Here are some questions that could move your conversation with non-believers to deeper levels of spiritual interaction:
- What are some joys you are experiencing in this season of your life?
Most people would love to share about the good things in their lives, but they are afraid that others won’t care. Just by asking and listening, you open the door for great interaction. Also, if there are clear signs that God is blessing their life, you could open the door for conversation about the source of all good things.
- What challenges and struggles are you facing?
People will share their pains and hurts with someone who really cares about them and takes the time to listen. As they share, you may find that it becomes an opportunity to minister the grace of Jesus. Sharing struggles can also create space for you to pray for or with them.
- What is your personal history when it come to faith and God?
This question is not so much about what people believe as it is about their personal histories. A person might say, “I have no history when it comes to religion,” or “I grew up going to Mass every week and my parents are quite devout,” or “I have always been very spiritual and I still read my horoscope daily and do a lot of meditation.” No matter what answer they give, you end up learning something about their journey that may allow you to move the conversation to a deeper level.

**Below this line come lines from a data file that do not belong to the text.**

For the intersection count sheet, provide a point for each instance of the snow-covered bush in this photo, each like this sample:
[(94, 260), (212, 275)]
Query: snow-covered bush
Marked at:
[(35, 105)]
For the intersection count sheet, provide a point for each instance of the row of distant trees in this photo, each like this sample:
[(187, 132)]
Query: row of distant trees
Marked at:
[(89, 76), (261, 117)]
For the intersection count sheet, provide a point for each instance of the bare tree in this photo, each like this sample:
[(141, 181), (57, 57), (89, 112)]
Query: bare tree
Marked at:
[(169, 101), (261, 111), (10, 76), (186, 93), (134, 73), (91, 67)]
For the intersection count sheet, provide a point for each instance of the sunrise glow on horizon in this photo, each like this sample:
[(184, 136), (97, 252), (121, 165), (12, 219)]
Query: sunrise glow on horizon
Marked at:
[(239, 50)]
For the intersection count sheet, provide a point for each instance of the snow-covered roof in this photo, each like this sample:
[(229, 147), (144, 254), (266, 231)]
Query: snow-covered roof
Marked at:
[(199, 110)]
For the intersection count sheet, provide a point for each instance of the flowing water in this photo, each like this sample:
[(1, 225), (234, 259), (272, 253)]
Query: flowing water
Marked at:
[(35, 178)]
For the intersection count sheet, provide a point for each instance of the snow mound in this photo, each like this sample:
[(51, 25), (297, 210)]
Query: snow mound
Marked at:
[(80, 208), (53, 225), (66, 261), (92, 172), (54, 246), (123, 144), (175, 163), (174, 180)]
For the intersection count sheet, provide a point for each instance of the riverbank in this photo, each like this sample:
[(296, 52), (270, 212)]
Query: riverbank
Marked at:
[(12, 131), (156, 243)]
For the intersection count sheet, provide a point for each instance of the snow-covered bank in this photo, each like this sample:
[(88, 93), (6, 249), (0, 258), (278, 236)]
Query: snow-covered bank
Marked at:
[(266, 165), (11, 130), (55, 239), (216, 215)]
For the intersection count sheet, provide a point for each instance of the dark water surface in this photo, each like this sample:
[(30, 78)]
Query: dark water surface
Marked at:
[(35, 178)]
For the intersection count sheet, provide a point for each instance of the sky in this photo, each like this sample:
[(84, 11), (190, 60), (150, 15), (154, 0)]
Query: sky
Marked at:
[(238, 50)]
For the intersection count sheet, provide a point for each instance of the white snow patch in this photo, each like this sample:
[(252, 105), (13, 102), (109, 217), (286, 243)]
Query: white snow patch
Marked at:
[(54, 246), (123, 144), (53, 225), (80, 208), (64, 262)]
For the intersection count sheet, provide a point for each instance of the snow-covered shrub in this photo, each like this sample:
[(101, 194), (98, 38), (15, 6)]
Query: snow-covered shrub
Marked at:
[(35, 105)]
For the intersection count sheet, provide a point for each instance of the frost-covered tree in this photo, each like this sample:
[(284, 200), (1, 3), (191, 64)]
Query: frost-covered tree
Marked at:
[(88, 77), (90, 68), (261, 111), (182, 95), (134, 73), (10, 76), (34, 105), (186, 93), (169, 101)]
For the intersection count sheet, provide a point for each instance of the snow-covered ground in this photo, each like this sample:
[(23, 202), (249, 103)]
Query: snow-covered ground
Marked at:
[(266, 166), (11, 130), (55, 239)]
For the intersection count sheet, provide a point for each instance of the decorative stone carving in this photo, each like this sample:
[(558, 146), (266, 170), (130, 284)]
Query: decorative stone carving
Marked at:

- What do you believe about God?
With this question, we move into more personal convictions and beliefs. Again, no matter how they answer, remember that you are learning and already going deeper than a typical conversation. Some Christians feel pressured to correct “wrong thinking” or “errant theology” in their conversation with non-believers. Try not to do this. Just listen and learn where they are coming from; then you’ll gain a sense of where they still need to go on their journey toward Jesus.
- What if your perception of Christians?
Or put another way, “What is your perception of Christianity or of the Christian church?” It takes courage to ask this question, listen, and not get defensive. But I have found that it can be an open door to deeper conversation.
When it comes to asking good questions, the key is to keep them open-ended. Create space to talk. Don’t become defensive and tell people where they are wrong. Just listen, learn, hear their hearts, and get a sense of where they are in their spiritual journeys. Even an angry atheist is on a journey. They are just very far from God. By listening to their perspective, you can learn how to pray, reach out, and walk with them toward the Saviour.